メルヘンに恋して。
prologue





chapter:我が儘王子




 ◇



 グラシオス・ラティオン。

 そこは天空の女神デュオーネに包まれた、真っ青なサファイアの空が広がり、水の女神クリティアの恩恵を与えられた、光り輝く透明な水。そして、大地の女神レアーに育まれたエメラルドの緑たちが豊かな、女神たちに愛された王国です。争いごとが無く、穏やかな国で、民たちは皆、仲睦まじく暮らしています。

 その王国を束ねるのは、心優しきロード王です。彼には息子の、アドレー王子がおりました。

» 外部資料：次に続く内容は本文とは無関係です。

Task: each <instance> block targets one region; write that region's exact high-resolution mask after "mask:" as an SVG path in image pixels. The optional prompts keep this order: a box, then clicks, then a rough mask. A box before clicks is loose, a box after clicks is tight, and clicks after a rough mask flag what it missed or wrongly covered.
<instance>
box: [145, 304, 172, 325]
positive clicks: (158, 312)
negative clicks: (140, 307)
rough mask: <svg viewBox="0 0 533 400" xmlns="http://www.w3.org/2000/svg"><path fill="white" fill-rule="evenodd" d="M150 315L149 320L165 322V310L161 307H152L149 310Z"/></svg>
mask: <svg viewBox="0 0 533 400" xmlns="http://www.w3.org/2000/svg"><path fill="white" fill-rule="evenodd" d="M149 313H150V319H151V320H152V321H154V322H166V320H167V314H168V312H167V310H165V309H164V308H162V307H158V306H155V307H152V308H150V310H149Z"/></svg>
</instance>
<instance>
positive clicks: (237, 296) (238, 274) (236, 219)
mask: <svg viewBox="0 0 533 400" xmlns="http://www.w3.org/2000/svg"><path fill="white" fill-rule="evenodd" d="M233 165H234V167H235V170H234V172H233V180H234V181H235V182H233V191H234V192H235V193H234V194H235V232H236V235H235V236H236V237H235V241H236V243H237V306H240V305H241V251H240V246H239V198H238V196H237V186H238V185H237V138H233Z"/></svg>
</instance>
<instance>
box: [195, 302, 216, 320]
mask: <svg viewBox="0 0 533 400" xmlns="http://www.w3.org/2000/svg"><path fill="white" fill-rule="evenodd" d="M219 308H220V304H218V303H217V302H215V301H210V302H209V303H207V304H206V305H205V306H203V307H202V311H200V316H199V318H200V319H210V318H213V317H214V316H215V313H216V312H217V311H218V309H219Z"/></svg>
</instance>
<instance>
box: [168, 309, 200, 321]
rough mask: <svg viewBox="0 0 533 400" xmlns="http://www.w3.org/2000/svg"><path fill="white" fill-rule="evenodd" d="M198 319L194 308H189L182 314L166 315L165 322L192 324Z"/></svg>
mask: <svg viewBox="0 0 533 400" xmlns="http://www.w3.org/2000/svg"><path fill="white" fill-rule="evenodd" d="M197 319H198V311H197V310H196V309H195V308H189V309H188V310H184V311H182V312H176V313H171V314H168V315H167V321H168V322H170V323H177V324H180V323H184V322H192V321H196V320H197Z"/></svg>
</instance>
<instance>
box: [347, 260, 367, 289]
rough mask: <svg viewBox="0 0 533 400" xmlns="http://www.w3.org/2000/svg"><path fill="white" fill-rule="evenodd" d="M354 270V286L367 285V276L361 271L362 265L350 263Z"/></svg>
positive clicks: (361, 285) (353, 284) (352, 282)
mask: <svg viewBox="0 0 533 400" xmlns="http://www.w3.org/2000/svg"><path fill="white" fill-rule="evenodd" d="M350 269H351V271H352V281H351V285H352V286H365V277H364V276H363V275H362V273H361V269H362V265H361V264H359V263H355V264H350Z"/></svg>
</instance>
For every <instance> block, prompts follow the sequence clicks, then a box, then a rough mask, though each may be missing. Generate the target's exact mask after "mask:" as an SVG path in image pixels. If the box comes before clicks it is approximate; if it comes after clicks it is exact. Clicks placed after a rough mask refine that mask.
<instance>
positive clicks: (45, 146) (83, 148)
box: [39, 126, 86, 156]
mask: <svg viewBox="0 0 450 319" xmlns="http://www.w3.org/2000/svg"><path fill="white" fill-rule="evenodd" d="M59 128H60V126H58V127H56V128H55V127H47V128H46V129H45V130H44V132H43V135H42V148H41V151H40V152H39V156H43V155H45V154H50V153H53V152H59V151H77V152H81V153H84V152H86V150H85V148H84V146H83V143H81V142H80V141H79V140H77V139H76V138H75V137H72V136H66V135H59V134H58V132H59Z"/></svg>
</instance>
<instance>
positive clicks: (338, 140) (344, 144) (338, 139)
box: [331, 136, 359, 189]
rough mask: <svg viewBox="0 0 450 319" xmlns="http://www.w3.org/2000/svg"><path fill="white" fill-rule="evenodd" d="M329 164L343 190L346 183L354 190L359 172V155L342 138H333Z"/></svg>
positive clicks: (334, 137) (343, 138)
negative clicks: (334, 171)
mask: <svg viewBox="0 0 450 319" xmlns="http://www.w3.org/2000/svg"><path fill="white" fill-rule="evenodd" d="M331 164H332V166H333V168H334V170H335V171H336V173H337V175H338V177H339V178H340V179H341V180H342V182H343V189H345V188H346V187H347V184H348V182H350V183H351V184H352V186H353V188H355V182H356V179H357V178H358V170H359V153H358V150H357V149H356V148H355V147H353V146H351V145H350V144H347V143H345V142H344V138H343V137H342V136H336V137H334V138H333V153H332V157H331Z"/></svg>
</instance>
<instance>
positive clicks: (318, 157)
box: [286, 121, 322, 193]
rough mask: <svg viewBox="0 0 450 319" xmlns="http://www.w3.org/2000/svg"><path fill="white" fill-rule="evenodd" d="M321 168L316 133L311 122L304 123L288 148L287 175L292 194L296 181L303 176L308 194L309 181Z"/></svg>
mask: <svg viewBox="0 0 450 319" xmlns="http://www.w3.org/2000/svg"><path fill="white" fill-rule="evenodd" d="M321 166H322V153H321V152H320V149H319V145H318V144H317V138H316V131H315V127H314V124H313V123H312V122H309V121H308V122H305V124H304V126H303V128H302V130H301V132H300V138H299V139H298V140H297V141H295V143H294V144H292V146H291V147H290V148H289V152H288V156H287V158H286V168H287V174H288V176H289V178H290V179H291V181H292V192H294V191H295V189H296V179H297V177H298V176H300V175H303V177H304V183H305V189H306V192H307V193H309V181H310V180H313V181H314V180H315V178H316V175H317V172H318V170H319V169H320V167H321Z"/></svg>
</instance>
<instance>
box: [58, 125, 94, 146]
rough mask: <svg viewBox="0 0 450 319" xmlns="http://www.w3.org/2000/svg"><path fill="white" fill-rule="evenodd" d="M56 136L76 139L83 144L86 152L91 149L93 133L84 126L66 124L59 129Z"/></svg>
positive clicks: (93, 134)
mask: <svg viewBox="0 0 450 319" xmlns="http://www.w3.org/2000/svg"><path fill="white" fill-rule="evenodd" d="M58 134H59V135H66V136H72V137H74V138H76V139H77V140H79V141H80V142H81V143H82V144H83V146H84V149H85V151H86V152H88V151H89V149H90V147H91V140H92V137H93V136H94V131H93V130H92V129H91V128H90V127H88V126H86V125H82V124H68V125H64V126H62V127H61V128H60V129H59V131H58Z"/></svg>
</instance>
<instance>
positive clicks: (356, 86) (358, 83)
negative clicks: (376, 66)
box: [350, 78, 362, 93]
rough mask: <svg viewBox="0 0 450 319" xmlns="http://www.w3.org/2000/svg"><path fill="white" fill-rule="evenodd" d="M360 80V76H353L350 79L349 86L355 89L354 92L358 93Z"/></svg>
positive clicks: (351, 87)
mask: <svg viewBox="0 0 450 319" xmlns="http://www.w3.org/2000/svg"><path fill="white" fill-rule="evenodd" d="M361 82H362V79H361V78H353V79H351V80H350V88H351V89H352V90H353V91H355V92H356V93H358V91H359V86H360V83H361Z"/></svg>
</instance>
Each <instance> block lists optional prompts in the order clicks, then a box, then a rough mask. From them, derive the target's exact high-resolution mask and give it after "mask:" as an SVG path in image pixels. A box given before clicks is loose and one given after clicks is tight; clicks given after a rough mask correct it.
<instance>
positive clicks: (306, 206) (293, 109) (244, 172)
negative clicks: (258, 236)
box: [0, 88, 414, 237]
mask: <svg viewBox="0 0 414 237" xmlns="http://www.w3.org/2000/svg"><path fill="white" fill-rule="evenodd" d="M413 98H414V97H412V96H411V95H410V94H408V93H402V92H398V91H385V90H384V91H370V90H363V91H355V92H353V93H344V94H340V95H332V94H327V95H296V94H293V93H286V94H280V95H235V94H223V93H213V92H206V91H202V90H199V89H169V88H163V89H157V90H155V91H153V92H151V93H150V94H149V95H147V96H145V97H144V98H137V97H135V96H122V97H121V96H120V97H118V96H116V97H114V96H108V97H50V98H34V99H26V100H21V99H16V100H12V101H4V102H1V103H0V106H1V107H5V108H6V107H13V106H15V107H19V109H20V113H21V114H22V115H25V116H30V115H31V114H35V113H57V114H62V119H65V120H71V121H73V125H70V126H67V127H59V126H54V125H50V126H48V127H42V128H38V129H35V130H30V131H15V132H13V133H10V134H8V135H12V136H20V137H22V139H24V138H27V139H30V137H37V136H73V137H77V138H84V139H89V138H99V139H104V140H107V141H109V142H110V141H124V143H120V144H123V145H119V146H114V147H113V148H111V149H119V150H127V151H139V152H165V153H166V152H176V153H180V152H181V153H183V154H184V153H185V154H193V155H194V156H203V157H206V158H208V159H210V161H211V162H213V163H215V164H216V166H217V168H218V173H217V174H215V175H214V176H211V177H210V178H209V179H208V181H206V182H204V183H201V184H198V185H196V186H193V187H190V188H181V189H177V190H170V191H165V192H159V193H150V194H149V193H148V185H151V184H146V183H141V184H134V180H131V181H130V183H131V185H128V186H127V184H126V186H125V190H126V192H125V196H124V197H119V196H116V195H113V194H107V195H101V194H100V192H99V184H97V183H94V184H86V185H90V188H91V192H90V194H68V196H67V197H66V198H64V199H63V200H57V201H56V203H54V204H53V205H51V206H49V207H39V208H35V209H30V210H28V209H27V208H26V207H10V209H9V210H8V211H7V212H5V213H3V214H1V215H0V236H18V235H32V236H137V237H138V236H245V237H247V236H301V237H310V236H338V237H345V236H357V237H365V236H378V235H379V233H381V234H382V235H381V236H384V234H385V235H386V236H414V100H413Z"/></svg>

 王子は、生まれながらにして美の女神アフロディーテに愛された子で、長身の、すらりとした出で立ちに鋼のような美しい肉体を持ち、麦畑を思わせるような艶やかな金の髪に、象牙色の、健康的な滑らかな肌をした、完璧で美しい容姿をしておりました。

 ですから皆は、アドレー王子を一目見た瞬間から、気に入り、甘やかします。

 皆に愛され、すくすくと育った王子は、やることなすこと、すべてを許され、やがて年頃になると、誰も手が付けられないほどの我が儘に育ってしまいました。

 王子の、度が過ぎた我が儘を見かねた国王は、皆の意見もあって、王子の我が儘が直るまで、この国の出入りを禁じ、さらには魔法で、王子をペンギンの縫いぐるみに変え、異世界に追放してしまいました。

 哀れ、縫いぐるみに変えられた王子は、自慢の美しい容姿を披露することができず、しかも、異世界に飛ばされてしまい、途方に暮れます。

 そんな中、王子は、ひとりの青年と出会います。

 青年は縫いぐるみの姿をした王子をたいそう気に入り、連れて帰りました。



 これは、縫いぐるみの姿に変えられた王子と、一人の人間の物語です。